Meet Victoria Woodhull
Born in 1838, Victoria Woodhull was a spiritualist, author, and activist. As a child, she lived a nomadic and turbulent existence with her parents, Annie and Buck. Annie was no great prize of a human being, and less so of a mother. Buck was an abusive father and a charlatan who traveled frontier towns pretending to be a lawyer, physician, healer, preacher, or similar. He trained Victoria and her sister Tennessee to play the parts of faith healers, magnetic healers, mediums, and more.
By age 15, Victoria had enough and rushed into marriage with the first option that presented itself – a philandering drug addict with a penchant for drinking a bit too much. Despite her tumultuous past (or perhaps because of it) Woodhull was an interesting character. With only three years of formal education, she still managed to define the spirit of successful entrepreneurship – not once, but twice she went from rags to riches. Together with her sister, Tennessee, she opened the first female stock brokerage. It was an operation Cornelius Vanderbilt funded and is rumored to have earned millions from; he’s rumored to have been the lover of her sister, too.
While running the brokerage, the sisters became politically active. They start a journal to share their thoughts with the world, and it gained readership. In the days before socialism was scandalous, they published the first English translation of Karl Marx’s The Communist Manifesto. That was just a hint of what was soon to come.
Before Suffragism Came Victoria
A full 50 years before women had the right to vote, Victoria Woodhull was a presidential candidate running on a platform that would look liberal even by today’s standards. She argued for universal suffrage, civil rights, political reform, and social welfare. In a man’s world, Victoria received no votes that history recalls and her running mate failed to acknowledge his candidacy, but she definitely turned a few heads before the campaign season was over.
Victoria was younger than the required age of 35 for presidential candidates – her 35th birthday was in September, 1873 and the election was in March of that same year. She was also the 1800s equivalent of a hippie, advocating free love – although in her case that meant the freedom to marry, divorce, and bear children without the government getting involved. I guess that makes her an early Libertarian, as well. A radical to the core, she wasn’t one to stand for patriarchal ideas. Divorce was a taboo topic in the 1800s, and Woodhull did it not once, but supposedly three times. Her maiden name was Victoria Claflin. The surname Woodhull she retained from her first husband, with whom she had two children.
Candidate for the Equal Rights Party (which she founded), she had a snowball’s chance in Death Valley of getting elected, but gave it a try anyways. And she gained a lot of publicity for her arrest just days before the election on obscenity charges – for publishing an account of the purported affair between renowned preacher Henry Ward Beecher and Elizabeth Tilton.

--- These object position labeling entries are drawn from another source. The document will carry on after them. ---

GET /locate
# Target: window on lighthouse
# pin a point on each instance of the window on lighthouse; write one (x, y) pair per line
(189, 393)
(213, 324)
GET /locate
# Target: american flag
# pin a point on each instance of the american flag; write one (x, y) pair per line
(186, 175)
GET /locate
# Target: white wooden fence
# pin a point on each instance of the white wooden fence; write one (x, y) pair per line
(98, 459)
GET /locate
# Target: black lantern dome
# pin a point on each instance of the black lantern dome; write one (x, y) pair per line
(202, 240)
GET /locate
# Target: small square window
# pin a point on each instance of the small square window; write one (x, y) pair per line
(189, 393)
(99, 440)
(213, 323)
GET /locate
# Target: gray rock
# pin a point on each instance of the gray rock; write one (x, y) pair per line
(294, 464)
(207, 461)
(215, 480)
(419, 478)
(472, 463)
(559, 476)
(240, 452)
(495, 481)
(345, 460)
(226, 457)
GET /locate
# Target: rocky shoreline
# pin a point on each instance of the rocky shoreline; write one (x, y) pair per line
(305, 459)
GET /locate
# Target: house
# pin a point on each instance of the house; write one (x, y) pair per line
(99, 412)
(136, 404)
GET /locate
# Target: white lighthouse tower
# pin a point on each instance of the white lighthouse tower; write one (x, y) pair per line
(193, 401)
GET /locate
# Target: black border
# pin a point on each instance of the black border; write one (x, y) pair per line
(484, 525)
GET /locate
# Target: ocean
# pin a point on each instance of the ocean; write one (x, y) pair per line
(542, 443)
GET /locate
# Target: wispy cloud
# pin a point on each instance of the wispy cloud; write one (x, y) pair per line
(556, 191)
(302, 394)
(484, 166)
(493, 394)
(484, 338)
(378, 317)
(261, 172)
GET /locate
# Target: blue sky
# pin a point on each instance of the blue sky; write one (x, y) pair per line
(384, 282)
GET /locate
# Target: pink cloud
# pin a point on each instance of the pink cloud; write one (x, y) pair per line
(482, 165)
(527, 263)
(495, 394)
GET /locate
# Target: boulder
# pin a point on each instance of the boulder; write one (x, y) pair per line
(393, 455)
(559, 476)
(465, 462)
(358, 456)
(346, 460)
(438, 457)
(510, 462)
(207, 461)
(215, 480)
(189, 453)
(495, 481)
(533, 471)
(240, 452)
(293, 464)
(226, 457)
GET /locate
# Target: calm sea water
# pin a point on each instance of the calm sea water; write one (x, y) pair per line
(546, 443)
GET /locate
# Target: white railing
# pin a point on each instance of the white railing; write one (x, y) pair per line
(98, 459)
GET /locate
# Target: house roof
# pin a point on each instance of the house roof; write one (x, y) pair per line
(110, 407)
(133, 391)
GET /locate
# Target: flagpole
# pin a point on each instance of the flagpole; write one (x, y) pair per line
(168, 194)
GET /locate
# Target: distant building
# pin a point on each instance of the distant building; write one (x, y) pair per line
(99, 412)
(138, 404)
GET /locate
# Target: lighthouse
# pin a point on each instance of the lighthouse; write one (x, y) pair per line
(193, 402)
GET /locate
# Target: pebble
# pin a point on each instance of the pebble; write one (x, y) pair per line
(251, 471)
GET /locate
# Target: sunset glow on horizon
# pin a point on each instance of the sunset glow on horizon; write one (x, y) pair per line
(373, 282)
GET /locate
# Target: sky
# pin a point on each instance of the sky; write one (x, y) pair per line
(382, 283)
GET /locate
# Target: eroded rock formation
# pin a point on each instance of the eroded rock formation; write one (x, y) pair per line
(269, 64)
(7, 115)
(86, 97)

Victoria Woodhull’s name wasn’t the only one on the Equal Rights Party’s ticket to raise some eyebrows, either. Her choice for Vice President was Frederick Douglass, the well-known civil rights leader and former slave. Douglass, however, made no acknowledgement of the campaign.
A Candidate to Remember
Although her candidacy was a flash in history and her name has largely been forgotten, Victoria Woodhull crossed societal lines in a bold way and rewrote the idea of impossible for many women and introduced the first African-American candidate for the Vice Presidency. Her later years were spent writing in England, married to a wealthy banker named John Biddulph Martin. Woodhull’s ideas and country changed over time, but her willingness to be vocal on issues she cared about never wavered.